Secondo un’indagine condotta da Quaestiones su un campione di 1500 studenti italiani, circa la metà ha affermato che l’università incide in buona misura sul proprio benessere mentale, mentre il 40% ha affermato che è causa significativa di stress e disagio.
Scadenze, esami da superare e responsabilità sono solo la punta dell’iceberg della vita degli studenti, a cui si aggiungono le aspettative esterne e personali, oltre agli oneri economici.
Studiare ha un costo: negli Stati Uniti la spesa media annuale è di 38 mila dollari a studente; in Italia, un fuorisede che decide di studiare al Nord spende in media circa 19 mila euro l’anno.
Studiare, soprattutto in determinati contesti, rappresenta dunque un peso economico rilevante –tanto da spingere molte famiglie a chiedere prestiti per garantire un’istruzione ai propri figli.
Le study drugs
In questo ambiente di forte tensione diventano popolari le study drugs, le droghe dello studio, anche chiamate “droghe intelligenti” (smart drugs).
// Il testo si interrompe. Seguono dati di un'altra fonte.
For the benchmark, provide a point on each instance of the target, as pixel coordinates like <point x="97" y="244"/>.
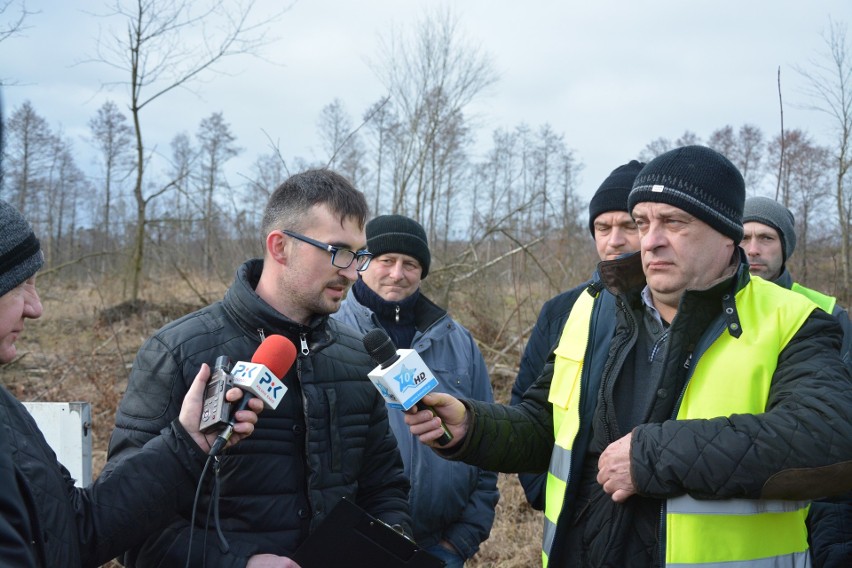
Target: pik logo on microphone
<point x="260" y="381"/>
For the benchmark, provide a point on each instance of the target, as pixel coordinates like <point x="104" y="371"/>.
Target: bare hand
<point x="270" y="561"/>
<point x="190" y="412"/>
<point x="614" y="470"/>
<point x="427" y="427"/>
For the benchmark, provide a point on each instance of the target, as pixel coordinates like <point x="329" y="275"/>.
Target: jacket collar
<point x="785" y="279"/>
<point x="624" y="277"/>
<point x="254" y="315"/>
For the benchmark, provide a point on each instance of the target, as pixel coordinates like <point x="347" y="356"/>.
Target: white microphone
<point x="401" y="376"/>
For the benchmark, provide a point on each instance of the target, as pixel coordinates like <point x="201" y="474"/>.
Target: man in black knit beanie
<point x="452" y="504"/>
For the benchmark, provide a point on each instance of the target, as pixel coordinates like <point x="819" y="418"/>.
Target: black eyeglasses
<point x="340" y="257"/>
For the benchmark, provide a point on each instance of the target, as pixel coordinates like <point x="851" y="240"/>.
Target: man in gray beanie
<point x="769" y="240"/>
<point x="688" y="422"/>
<point x="452" y="504"/>
<point x="44" y="519"/>
<point x="615" y="234"/>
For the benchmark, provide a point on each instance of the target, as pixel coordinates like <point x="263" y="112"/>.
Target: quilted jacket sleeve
<point x="800" y="448"/>
<point x="510" y="439"/>
<point x="15" y="528"/>
<point x="138" y="495"/>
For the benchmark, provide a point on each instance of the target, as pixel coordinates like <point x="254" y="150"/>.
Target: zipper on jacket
<point x="611" y="363"/>
<point x="662" y="531"/>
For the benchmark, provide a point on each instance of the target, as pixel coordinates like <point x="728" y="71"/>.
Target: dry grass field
<point x="82" y="349"/>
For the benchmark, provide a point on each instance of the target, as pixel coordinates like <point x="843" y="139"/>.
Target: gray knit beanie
<point x="701" y="181"/>
<point x="20" y="252"/>
<point x="770" y="212"/>
<point x="399" y="234"/>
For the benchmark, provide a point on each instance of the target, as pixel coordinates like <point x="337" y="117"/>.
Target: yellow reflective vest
<point x="732" y="376"/>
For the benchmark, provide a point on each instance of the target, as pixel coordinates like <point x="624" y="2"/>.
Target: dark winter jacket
<point x="46" y="521"/>
<point x="830" y="520"/>
<point x="741" y="456"/>
<point x="328" y="439"/>
<point x="543" y="338"/>
<point x="449" y="500"/>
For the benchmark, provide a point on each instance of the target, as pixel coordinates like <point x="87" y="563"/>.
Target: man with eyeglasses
<point x="452" y="503"/>
<point x="329" y="437"/>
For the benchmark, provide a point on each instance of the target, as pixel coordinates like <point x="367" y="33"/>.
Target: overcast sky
<point x="610" y="76"/>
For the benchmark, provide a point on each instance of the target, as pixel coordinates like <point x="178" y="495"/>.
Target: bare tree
<point x="217" y="146"/>
<point x="379" y="120"/>
<point x="113" y="138"/>
<point x="744" y="148"/>
<point x="13" y="16"/>
<point x="829" y="86"/>
<point x="341" y="143"/>
<point x="804" y="186"/>
<point x="152" y="49"/>
<point x="431" y="78"/>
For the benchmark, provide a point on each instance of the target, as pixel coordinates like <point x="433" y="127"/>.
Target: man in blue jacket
<point x="452" y="504"/>
<point x="615" y="234"/>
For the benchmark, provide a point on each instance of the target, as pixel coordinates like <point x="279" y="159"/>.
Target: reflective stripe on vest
<point x="564" y="395"/>
<point x="824" y="301"/>
<point x="705" y="533"/>
<point x="734" y="376"/>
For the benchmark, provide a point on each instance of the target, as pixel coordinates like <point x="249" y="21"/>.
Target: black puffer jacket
<point x="543" y="338"/>
<point x="772" y="455"/>
<point x="329" y="438"/>
<point x="46" y="521"/>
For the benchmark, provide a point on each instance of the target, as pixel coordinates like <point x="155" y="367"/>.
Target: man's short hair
<point x="698" y="180"/>
<point x="289" y="203"/>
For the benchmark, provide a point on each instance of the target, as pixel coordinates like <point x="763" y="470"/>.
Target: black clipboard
<point x="349" y="536"/>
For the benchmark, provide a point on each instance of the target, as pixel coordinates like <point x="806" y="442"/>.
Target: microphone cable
<point x="195" y="507"/>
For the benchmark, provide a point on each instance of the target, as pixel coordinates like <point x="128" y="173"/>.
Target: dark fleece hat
<point x="770" y="212"/>
<point x="399" y="234"/>
<point x="20" y="251"/>
<point x="701" y="181"/>
<point x="612" y="194"/>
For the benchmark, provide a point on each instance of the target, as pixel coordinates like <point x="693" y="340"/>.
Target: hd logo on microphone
<point x="405" y="382"/>
<point x="260" y="381"/>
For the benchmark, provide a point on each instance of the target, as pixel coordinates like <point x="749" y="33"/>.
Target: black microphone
<point x="401" y="376"/>
<point x="259" y="379"/>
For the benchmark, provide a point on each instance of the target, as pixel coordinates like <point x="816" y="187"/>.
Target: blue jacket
<point x="448" y="500"/>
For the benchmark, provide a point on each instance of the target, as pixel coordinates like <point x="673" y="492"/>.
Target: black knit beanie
<point x="770" y="212"/>
<point x="613" y="192"/>
<point x="399" y="234"/>
<point x="701" y="181"/>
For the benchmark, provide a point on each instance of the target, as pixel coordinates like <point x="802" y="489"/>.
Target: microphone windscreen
<point x="379" y="345"/>
<point x="276" y="353"/>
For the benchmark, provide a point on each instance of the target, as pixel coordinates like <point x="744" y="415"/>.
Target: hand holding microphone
<point x="261" y="378"/>
<point x="401" y="377"/>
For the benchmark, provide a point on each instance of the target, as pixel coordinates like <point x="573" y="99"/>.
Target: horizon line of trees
<point x="410" y="153"/>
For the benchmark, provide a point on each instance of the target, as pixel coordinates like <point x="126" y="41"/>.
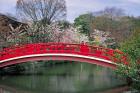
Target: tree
<point x="84" y="22"/>
<point x="44" y="11"/>
<point x="132" y="48"/>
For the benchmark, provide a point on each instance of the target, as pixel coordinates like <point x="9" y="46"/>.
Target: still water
<point x="63" y="78"/>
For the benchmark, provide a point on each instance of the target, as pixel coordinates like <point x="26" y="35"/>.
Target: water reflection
<point x="66" y="78"/>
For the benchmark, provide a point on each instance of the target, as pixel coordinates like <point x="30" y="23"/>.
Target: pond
<point x="72" y="77"/>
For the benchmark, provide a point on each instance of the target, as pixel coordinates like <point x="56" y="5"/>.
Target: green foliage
<point x="132" y="48"/>
<point x="83" y="23"/>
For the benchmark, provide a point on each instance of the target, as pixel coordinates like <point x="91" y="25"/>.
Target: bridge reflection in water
<point x="66" y="78"/>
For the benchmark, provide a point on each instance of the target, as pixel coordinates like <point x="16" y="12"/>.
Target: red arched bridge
<point x="61" y="51"/>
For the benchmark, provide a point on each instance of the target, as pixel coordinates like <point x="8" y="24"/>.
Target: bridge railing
<point x="80" y="49"/>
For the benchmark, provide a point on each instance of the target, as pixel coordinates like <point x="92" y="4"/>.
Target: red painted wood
<point x="44" y="48"/>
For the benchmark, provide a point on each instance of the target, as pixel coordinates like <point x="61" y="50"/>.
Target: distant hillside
<point x="9" y="27"/>
<point x="6" y="21"/>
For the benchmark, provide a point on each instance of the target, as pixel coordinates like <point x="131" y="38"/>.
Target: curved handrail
<point x="80" y="49"/>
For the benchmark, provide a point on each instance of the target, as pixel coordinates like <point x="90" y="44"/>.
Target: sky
<point x="77" y="7"/>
Adderall, Ritalin, Ecstasy, MDMA sono solo alcune delle sostanze usate dagli studenti per alleviare lo stress e “performare meglio” nella preparazione degli esami (nonché durante gli esami stessi).
Medicine destinate a persone affette da ADHD, vengono fruite da studenti non diagnosticati per rimanere più concentrati durante lo studio, rischiando così di sviluppare dipendenze – a causa della facilità con cui si può cadere nell’abuso – oltre che effetti collaterali, come perdita di appetito, danneggiamento delle prestazioni cognitive a lungo termine, aumento del battito cardiaco, ansia e altri.
Inoltre, venditori non sicuri possono contaminare le sostanze con altri composti, rendendo l’assunzione di questi prodotti altamente sconsigliata.
Si tratta di una situazione che coinvolge studenti da tutto il mondo e che non è nata di recente: un articolo di The Guardian del 2009 ne dimostra, nel suo piccolo, la lontana origine. Navigando in rete si trovano articoli più recenti che descrivono la medesima situazione, come se non si fosse mai trovata una reale soluzione.
Secondo un articolo di AddictionCenter di quest’anno, negli Stati Uniti 1 studente su 5 abusa di droghe per studiare. Focas, giornale brasiliano, ha ritratto una situazione drammatica nelle università del Paese: studenti che usano Ritalin, medicinale prescritto tipicamente per trattare il disturbo da deficit di attenzione e iperattività, per superare concorsi pubblici, esami di ammissione e per laurearsi in tempo.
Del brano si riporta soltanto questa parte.